# Black ink fades on white underbase??



## treadhead (Jul 26, 2006)

Has anybody noticed their black ink fading when used on top of a white underbase?

I am playing around with priting my own plastisol transfers. Usually when I direct screen print I use a white underbase underneath all colors. But, when I do this with heat transfers, I have a very hard time getting a dark black after heat pressing. The black ink fades to a dark grey.

I did try removing the underbase underneath the black ink and it worked great.

I guess I'm more curious if this is something anybody else has run into. I've also noticed it on transfers I've purchased from outsite suppliers but not to such a great extent.

It looks like the same thing that happens if you leave a design under the flash dryer too long and the black ink starts to fade if printed on top of a white underbase. 

I'm wondering if heat affects the black ink and causes it to lose it's opacity???


----------



## ole Jobe (Jun 16, 2009)

I'm sure someone will come up will come up with a more technical explanation but in the curing process all the ink melts. Liquid black and white will make gray. God Bless.


----------



## treadhead (Jul 26, 2006)

ole Jobe said:


> I'm sure someone will come up will come up with a more technical explanation but in the curing process all the ink melts. Liquid black and white will make gray. God Bless.


Hey Jobe...good to hear from you and thanks for the reply.

That does make sense...so since the black ink (I've noticed it on dark Navy as well) is dark the effect is more pronounced?? I'm usually using Neon Pink, Neon Yellow, Neon Blue, Yelow....etc. as well on an underbase which I haven't noticed to be a problem. Perhaps because they are lighter colors??? 

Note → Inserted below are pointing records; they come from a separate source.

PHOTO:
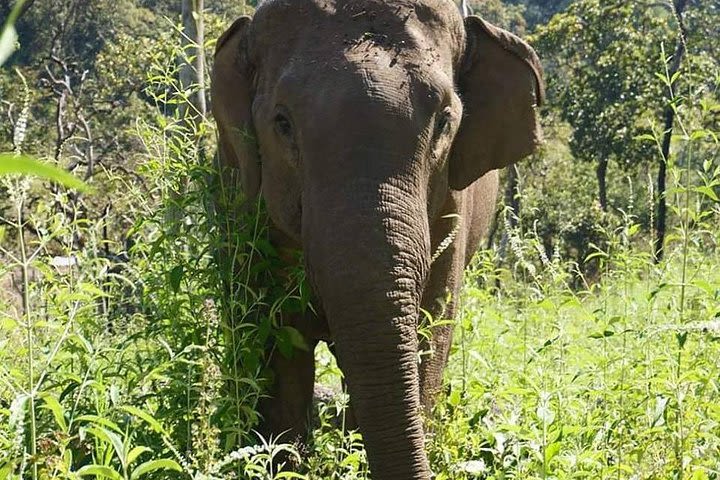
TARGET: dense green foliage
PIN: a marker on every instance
(128, 351)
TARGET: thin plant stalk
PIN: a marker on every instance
(30, 336)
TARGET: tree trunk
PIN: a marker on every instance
(669, 116)
(192, 68)
(601, 173)
(512, 203)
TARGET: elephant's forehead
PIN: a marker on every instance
(411, 31)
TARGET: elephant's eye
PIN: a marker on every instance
(443, 121)
(283, 126)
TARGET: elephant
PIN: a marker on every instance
(373, 130)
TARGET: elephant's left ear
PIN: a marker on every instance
(501, 86)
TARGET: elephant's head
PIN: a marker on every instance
(353, 118)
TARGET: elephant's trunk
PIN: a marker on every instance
(367, 256)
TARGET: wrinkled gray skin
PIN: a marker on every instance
(374, 120)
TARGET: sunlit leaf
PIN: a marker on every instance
(14, 164)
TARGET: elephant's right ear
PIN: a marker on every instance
(501, 86)
(231, 89)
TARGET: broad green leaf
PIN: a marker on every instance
(146, 417)
(98, 471)
(136, 452)
(18, 164)
(294, 475)
(551, 451)
(152, 465)
(8, 40)
(112, 438)
(97, 420)
(54, 406)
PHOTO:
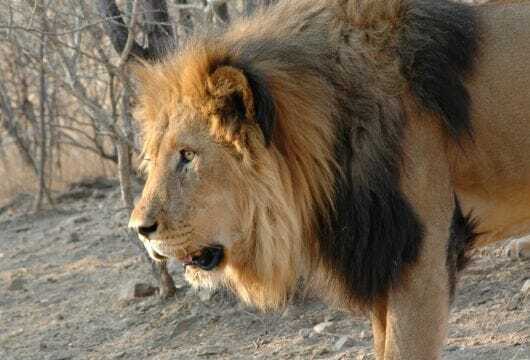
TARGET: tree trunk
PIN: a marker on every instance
(42, 192)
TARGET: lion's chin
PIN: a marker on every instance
(198, 278)
(207, 259)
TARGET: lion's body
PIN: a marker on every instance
(363, 146)
(492, 173)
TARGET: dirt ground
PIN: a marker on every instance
(65, 293)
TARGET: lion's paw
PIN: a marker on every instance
(518, 249)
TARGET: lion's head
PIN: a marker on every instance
(226, 193)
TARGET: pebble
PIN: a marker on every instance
(205, 294)
(526, 287)
(73, 237)
(324, 326)
(16, 284)
(364, 335)
(305, 333)
(291, 312)
(135, 290)
(343, 343)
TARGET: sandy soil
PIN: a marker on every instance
(65, 293)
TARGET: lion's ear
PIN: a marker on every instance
(243, 96)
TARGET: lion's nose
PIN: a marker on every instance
(147, 230)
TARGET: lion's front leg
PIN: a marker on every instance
(379, 327)
(412, 323)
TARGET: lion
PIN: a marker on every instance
(362, 147)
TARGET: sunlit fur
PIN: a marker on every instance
(278, 187)
(285, 190)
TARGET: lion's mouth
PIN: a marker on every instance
(207, 259)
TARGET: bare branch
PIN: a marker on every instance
(117, 30)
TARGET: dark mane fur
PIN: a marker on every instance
(365, 232)
(373, 232)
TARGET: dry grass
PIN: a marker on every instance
(75, 165)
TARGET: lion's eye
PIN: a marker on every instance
(187, 156)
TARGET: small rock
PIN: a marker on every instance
(73, 237)
(212, 351)
(99, 194)
(526, 287)
(515, 302)
(325, 326)
(364, 335)
(205, 294)
(81, 219)
(16, 284)
(291, 312)
(343, 343)
(135, 290)
(305, 333)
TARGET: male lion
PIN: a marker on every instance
(361, 145)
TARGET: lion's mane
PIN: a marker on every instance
(320, 175)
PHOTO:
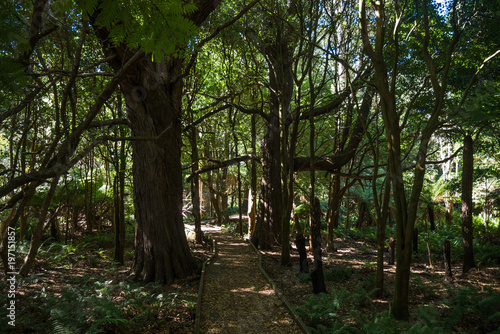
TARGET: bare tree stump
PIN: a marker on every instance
(392, 247)
(447, 258)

Do you underbase your blacks when you print transfers? The supplier I buy from suggested that I don't for this reason.


----------



## treadhead (Jul 26, 2006)

Am I the only one that has experienced this problem???


----------



## Pvasquez (Feb 19, 2011)

treadhead said:


> Am I the only one that has experienced this problem???

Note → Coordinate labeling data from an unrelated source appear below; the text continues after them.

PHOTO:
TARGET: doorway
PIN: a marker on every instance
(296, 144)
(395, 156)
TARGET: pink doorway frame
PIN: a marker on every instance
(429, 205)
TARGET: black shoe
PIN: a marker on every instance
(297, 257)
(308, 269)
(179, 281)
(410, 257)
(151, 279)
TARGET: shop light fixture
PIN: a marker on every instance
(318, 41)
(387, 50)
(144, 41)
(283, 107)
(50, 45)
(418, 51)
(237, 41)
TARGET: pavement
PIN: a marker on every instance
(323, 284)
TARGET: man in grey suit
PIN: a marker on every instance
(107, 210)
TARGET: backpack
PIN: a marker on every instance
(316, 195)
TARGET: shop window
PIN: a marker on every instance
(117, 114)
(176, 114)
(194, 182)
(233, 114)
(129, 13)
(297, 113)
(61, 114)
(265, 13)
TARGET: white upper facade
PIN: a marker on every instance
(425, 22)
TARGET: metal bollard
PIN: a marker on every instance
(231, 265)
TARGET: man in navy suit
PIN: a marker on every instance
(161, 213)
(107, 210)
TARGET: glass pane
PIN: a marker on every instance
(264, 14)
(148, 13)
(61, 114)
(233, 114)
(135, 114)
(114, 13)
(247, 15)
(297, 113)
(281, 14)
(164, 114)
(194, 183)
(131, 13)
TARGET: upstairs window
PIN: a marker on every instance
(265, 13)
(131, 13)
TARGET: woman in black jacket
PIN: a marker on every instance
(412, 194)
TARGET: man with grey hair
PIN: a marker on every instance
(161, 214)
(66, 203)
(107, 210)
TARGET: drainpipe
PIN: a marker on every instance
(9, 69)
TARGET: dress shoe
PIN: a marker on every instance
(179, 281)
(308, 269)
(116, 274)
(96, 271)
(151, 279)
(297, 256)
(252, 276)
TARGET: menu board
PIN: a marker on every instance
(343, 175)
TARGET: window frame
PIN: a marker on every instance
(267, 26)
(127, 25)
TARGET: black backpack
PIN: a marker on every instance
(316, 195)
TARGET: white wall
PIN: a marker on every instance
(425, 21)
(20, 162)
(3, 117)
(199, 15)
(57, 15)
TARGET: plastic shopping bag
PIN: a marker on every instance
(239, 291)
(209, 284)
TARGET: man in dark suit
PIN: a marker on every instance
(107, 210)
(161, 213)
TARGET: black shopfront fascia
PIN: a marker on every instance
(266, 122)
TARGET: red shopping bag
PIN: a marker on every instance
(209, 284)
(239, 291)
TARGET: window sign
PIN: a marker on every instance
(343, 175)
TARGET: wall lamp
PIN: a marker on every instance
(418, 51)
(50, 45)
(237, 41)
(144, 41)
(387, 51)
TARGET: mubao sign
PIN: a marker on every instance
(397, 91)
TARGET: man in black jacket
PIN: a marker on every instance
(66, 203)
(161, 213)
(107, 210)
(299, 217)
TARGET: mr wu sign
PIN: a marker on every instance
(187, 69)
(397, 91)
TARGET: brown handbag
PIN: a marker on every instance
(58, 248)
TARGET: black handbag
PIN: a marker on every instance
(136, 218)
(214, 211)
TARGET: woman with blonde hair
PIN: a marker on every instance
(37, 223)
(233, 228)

That's not normal, what heat and pressure are you using when you transfer? seeing that you noticed on other transfers that you purchased, the one variable that's the same is your applying them. Try different heat, pressure, and time settings. Get a temp gun and check the actual heat on your machine to what the thermostat on the machine is showing. That's where I would start. On another note check to see how wet or tacky your dark colors are prior to printing your white, but I think your undercuring them on the transfer.


----------